Lodate il Signore: è bello cantare al nostro Dio, dolce è lodarlo come a lui conviene. Alleluia.
2 RAB yeniden kuruyor Yeruşalim'i, Bir araya topluyor İsrail'in sürgünlerini.
Il Signore ricostruisce Gerusalemme, raduna i dispersi d'Israele.
3 O kırık kalplileri iyileştirir, Yaralarını sarar.
Risana i cuori affranti e fascia le loro ferite;
4 Yıldızların sayısını belirler, Her birini adıyla çağırır.
egli conta il numero delle stelle e chiama ciascuna per nome.
5 Rabbimiz büyük ve çok güçlüdür, Sınırsızdır anlayışı.
Grande è il Signore, onnipotente, la sua sapienza non ha confini.
6 RAB mazlumlara yardım eder, Kötüleri yere çalar.
Il Signore sostiene gli umili ma abbassa fino a terra gli empi.
7 RAB'be şükran ezgileri okuyun, Tanrımız'ı lirle, ilahilerle övün.
Cantate al Signore un canto di grazie, intonate sulla cetra inni al nostro Dio.
8 O'dur gökleri bulutlarla kaplayan, Yeryüzüne yağmur sağlayan, Dağlarda ot bitiren.
Egli copre il cielo di nubi, prepara la pioggia per la terra, fa germogliare l'erba sui monti.
9 O yiyecek sağlar hayvanlara, Bağrışan kuzgun yavrularına.
Provvede il cibo al bestiame, ai piccoli del corvo che gridano a lui.
10 Ne atın gücünden zevk alır, Ne de insanın yiğitliğinden hoşlanır.
Non fa conto del vigore del cavallo, non apprezza l'agile corsa dell'uomo.
11 RAB kendisinden korkanlardan, Sevgisine umut bağlayanlardan hoşlanır.
Il Signore si compiace di chi lo teme, di chi spera nella sua grazia.
12 RAB'bi yücelt, ey Yeruşalim!

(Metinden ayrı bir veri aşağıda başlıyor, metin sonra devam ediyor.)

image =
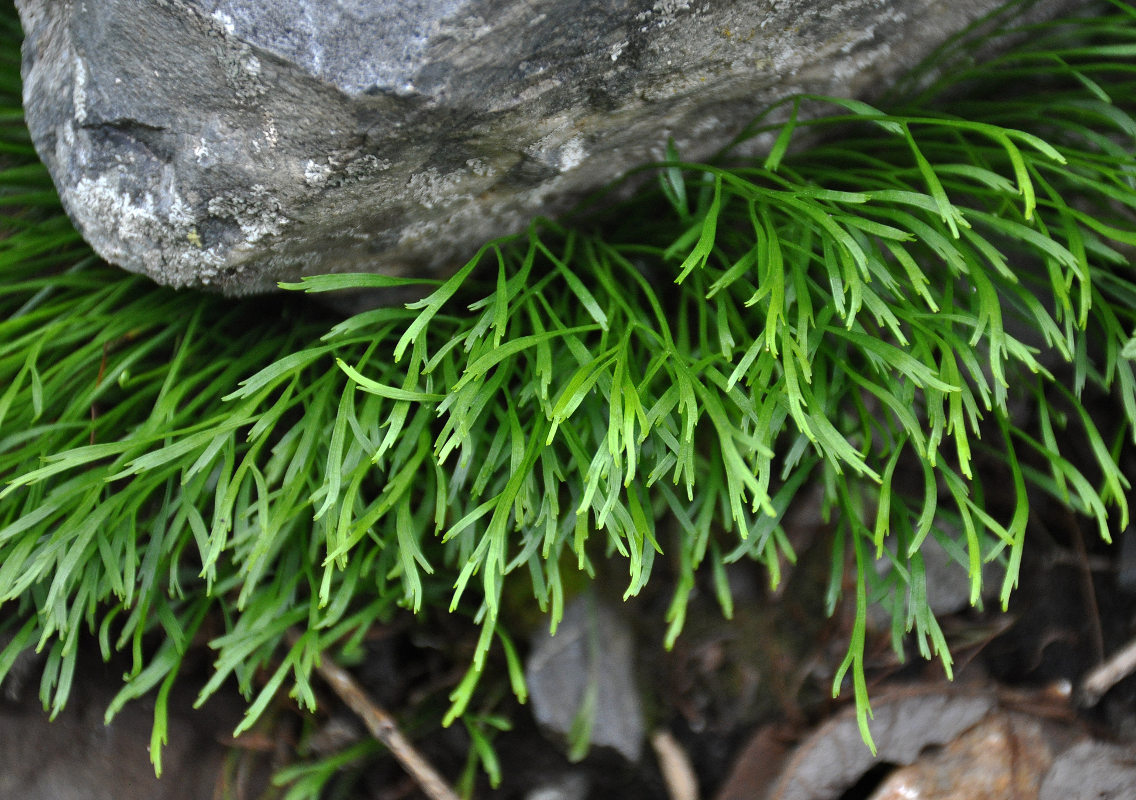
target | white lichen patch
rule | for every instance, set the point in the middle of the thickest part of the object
(571, 153)
(316, 174)
(78, 91)
(224, 22)
(256, 213)
(431, 188)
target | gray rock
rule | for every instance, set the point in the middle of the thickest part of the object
(234, 143)
(1092, 771)
(585, 674)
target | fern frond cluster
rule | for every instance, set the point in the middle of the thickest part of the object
(832, 314)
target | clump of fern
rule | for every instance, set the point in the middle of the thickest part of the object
(824, 315)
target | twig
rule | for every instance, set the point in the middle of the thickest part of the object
(1109, 674)
(675, 766)
(383, 727)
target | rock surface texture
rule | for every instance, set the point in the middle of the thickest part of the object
(235, 143)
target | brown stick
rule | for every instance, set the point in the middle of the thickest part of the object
(384, 728)
(1109, 674)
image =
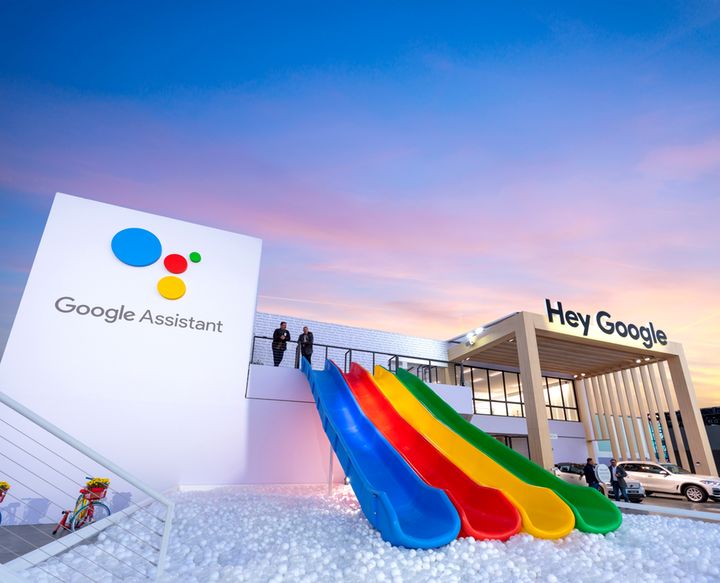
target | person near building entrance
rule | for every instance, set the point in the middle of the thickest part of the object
(305, 342)
(281, 337)
(590, 476)
(617, 480)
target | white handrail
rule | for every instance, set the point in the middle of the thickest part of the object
(100, 459)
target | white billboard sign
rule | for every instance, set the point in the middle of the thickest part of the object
(134, 335)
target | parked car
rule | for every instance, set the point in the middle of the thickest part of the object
(573, 473)
(672, 479)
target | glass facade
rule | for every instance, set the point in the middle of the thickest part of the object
(497, 392)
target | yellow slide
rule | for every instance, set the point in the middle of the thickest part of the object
(544, 514)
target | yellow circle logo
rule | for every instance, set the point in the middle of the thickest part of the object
(171, 287)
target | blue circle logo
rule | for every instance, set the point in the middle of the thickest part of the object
(136, 247)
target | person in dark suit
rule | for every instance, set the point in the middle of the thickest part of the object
(590, 477)
(617, 480)
(280, 339)
(305, 342)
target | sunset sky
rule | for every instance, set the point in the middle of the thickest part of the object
(416, 167)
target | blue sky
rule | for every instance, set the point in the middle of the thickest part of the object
(421, 167)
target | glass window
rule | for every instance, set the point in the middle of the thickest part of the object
(499, 408)
(512, 387)
(555, 394)
(515, 410)
(546, 394)
(571, 414)
(479, 383)
(497, 390)
(568, 393)
(482, 408)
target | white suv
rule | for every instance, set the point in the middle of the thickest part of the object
(573, 473)
(672, 479)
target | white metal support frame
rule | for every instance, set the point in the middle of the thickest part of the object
(6, 571)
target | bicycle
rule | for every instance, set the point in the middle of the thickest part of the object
(88, 508)
(4, 487)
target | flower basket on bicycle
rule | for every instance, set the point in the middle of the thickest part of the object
(94, 493)
(88, 509)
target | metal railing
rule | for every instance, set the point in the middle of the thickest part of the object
(430, 370)
(46, 468)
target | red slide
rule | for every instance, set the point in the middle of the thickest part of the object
(485, 513)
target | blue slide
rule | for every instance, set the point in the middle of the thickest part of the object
(404, 509)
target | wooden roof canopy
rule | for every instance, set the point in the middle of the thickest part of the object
(563, 356)
(559, 352)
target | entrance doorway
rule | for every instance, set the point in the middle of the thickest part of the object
(519, 443)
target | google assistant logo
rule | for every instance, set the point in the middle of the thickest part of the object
(140, 248)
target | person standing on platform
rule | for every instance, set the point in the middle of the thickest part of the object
(305, 342)
(617, 481)
(590, 476)
(281, 337)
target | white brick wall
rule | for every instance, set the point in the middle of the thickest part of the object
(387, 343)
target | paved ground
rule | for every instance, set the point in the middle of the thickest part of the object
(20, 539)
(681, 502)
(16, 540)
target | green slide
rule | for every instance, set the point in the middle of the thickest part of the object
(593, 512)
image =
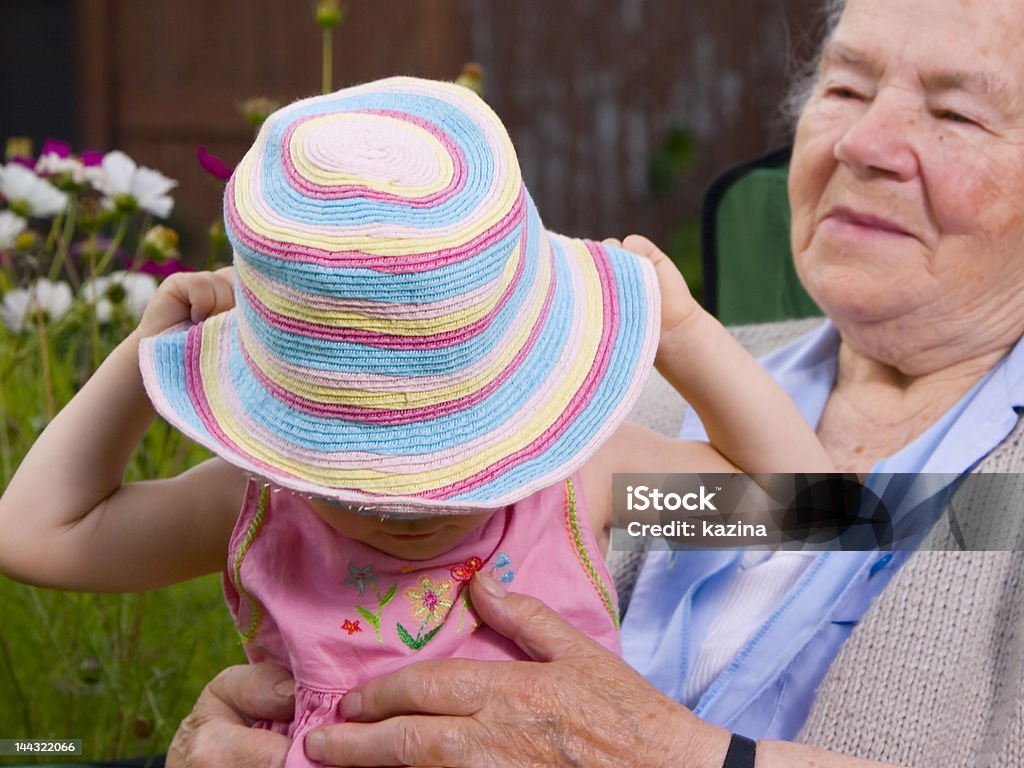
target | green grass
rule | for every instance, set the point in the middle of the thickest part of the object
(117, 671)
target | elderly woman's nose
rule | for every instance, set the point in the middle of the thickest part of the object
(880, 140)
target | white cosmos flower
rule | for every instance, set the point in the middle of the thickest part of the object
(52, 164)
(19, 304)
(10, 226)
(131, 291)
(127, 185)
(29, 195)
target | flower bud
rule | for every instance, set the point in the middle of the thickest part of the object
(17, 146)
(161, 243)
(330, 13)
(257, 109)
(27, 241)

Tanrın'a övgüler sun, ey Siyon!
Glorifica il Signore, Gerusalemme, loda il tuo Dio, Sion. Alleluia.
13 Çünkü senin kapılarının kol demirlerine güç katar, İçindeki halkı kutsar.
Perché ha rinforzato le sbarre delle tue porte, in mezzo a te ha benedetto i tuoi figli.

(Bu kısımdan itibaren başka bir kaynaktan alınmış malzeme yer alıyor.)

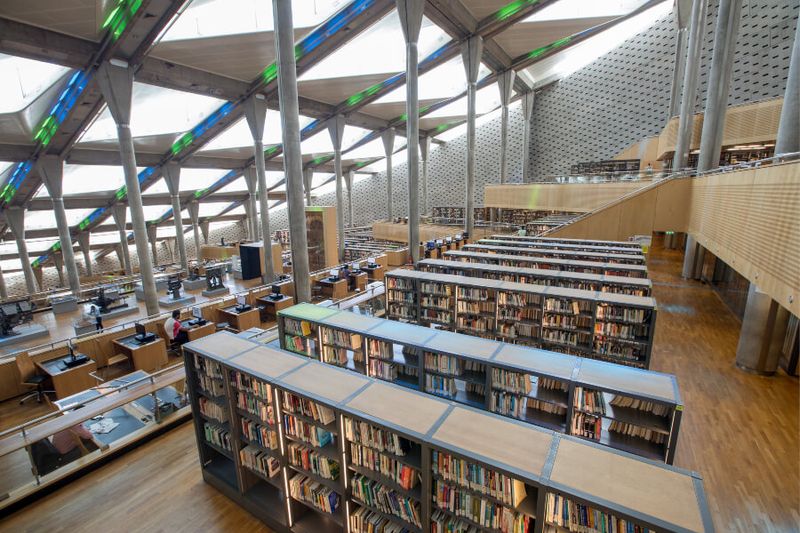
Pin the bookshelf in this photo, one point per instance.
(529, 238)
(515, 249)
(538, 276)
(602, 325)
(566, 265)
(609, 249)
(528, 384)
(402, 454)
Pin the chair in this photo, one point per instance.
(29, 377)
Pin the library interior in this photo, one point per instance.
(533, 266)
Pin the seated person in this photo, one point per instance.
(174, 330)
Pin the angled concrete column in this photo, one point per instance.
(51, 169)
(292, 157)
(528, 101)
(84, 241)
(789, 126)
(691, 73)
(116, 84)
(336, 129)
(388, 149)
(410, 12)
(424, 151)
(120, 214)
(255, 110)
(15, 217)
(308, 178)
(250, 207)
(471, 52)
(172, 175)
(194, 215)
(728, 17)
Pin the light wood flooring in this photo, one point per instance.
(739, 431)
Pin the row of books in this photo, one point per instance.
(293, 403)
(315, 494)
(260, 434)
(386, 500)
(399, 472)
(258, 460)
(312, 461)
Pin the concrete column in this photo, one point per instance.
(251, 180)
(528, 100)
(116, 84)
(120, 214)
(789, 127)
(762, 334)
(719, 82)
(84, 241)
(15, 217)
(51, 169)
(336, 130)
(308, 178)
(424, 151)
(505, 82)
(410, 12)
(194, 214)
(691, 73)
(255, 110)
(388, 149)
(292, 157)
(172, 175)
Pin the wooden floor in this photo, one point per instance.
(739, 431)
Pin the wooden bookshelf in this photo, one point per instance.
(516, 249)
(600, 325)
(397, 453)
(541, 276)
(557, 240)
(566, 265)
(528, 384)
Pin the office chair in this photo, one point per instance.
(29, 377)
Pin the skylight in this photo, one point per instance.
(24, 80)
(213, 18)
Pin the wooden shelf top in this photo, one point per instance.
(646, 488)
(508, 444)
(399, 407)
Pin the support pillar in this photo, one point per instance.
(528, 100)
(336, 129)
(194, 214)
(292, 157)
(51, 169)
(691, 73)
(120, 214)
(172, 175)
(388, 149)
(251, 180)
(116, 84)
(762, 334)
(424, 151)
(728, 17)
(84, 241)
(255, 110)
(410, 12)
(788, 140)
(15, 217)
(471, 52)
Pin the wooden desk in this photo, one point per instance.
(271, 307)
(333, 289)
(148, 357)
(71, 380)
(375, 273)
(241, 321)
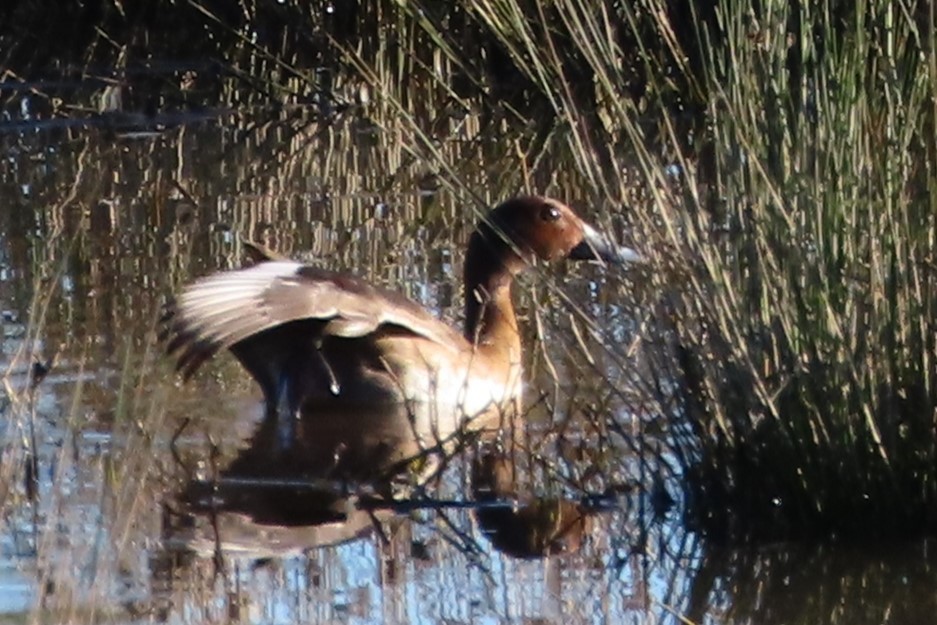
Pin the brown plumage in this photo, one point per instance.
(312, 337)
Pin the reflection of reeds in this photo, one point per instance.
(798, 304)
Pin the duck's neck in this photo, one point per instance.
(490, 323)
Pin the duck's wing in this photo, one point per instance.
(221, 310)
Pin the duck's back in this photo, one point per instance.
(312, 337)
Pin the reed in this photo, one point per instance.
(787, 163)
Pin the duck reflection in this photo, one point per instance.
(350, 474)
(537, 527)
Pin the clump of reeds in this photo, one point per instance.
(787, 158)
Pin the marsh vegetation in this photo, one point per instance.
(768, 375)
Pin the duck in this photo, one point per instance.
(317, 340)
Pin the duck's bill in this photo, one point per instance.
(597, 246)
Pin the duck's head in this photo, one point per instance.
(531, 226)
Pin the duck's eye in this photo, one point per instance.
(549, 213)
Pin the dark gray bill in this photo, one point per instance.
(596, 246)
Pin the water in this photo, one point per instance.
(109, 466)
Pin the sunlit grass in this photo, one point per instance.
(787, 166)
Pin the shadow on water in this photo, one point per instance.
(113, 193)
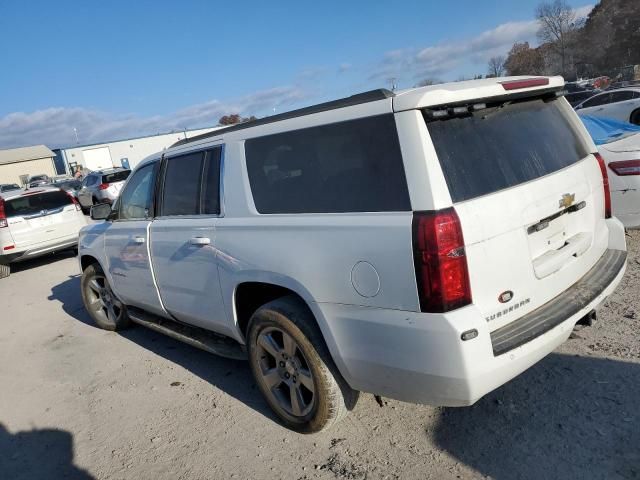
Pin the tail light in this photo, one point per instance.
(3, 215)
(625, 167)
(440, 261)
(605, 185)
(74, 200)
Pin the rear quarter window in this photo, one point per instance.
(352, 166)
(503, 146)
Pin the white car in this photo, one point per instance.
(36, 222)
(621, 104)
(427, 245)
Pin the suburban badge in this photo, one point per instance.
(567, 200)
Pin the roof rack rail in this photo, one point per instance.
(357, 99)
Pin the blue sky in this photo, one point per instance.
(121, 68)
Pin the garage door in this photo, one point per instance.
(97, 158)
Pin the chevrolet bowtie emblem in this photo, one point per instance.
(567, 200)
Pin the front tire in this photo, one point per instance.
(107, 311)
(5, 271)
(293, 368)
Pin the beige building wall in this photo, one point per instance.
(10, 172)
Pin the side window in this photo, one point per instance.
(597, 100)
(352, 166)
(211, 183)
(136, 201)
(181, 191)
(621, 96)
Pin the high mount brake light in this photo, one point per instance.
(524, 83)
(605, 185)
(440, 261)
(74, 200)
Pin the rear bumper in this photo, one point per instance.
(564, 306)
(38, 250)
(421, 358)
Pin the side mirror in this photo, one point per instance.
(101, 211)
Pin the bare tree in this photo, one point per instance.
(496, 66)
(524, 60)
(557, 21)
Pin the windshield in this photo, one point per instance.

14 Sınırlarını esenlik içinde tutar, Seni en iyi buğdayla doyurur.
Egli ha messo pace nei tuoi confini e ti sazia con fior di frumento.
15 Yeryüzüne buyruğunu gönderir, Sözü çarçabuk yayılır.

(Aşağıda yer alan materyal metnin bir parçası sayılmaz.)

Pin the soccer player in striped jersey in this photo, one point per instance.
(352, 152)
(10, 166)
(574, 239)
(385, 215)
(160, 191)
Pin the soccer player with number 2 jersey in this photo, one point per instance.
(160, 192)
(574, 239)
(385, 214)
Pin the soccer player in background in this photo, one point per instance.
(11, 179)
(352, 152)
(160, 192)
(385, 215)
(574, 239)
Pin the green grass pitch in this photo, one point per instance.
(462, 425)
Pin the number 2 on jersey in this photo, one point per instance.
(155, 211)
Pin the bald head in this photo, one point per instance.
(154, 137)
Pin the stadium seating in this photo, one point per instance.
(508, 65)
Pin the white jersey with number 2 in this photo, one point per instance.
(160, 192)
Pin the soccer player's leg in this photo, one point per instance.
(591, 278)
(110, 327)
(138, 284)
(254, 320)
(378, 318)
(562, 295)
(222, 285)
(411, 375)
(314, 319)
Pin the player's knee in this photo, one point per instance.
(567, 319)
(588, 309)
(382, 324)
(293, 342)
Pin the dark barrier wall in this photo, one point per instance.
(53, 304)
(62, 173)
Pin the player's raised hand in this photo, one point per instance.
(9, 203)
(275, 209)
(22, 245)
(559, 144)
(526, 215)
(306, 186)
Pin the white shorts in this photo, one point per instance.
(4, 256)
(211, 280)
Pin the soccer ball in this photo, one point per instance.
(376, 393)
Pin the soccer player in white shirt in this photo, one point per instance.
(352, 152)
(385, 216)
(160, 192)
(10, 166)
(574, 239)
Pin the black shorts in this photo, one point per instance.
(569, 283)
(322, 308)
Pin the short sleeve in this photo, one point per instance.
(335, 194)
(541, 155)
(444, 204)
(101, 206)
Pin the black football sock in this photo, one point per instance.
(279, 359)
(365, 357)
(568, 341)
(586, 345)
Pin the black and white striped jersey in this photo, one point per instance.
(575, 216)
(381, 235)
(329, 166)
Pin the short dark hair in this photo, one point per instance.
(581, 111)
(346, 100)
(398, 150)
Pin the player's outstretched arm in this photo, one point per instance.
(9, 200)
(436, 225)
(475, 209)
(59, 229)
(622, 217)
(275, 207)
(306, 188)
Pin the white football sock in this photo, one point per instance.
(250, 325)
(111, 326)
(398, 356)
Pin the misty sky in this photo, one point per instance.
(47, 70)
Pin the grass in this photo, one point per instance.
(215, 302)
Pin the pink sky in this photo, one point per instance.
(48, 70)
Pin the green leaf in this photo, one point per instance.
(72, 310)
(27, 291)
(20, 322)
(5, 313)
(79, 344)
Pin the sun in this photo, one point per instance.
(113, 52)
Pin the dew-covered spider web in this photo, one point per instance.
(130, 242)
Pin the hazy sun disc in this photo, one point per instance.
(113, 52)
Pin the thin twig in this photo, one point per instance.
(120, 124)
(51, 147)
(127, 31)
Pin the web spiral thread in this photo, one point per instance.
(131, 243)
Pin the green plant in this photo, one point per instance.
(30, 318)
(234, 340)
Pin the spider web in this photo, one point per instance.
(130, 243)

Manda sulla terra la sua parola, il suo messaggio corre veloce.
16 Yapağı gibi kar yağdırır, Kırağıyı kül gibi saçar.
Fa scendere la neve come lana, come polvere sparge la brina.
17 Aşağıya iri iri dolu savurur, Kim dayanabilir soğuğuna?
Getta come briciole la grandine, di fronte al suo gelo chi resiste?
18 Buyruk verir, eritir buzları, Rüzgarını estirir, sular akmaya başlar.
Manda una sua parola ed ecco si scioglie, fa soffiare il vento e scorrono le acque.
19 Sözünü Yakup soyuna, Kurallarını, ilkelerini İsrail'e bildirir.
Annunzia a Giacobbe la sua parola, le sue leggi e i suoi decreti a Israele.
20 Başka hiçbir ulus için yapmadı bunu, Onlar O'nun ilkelerini bilmezler. RAB'be övgüler sunun!
Così non ha fatto con nessun altro popolo, non ha manifestato ad altri i suoi precetti. Alleluia.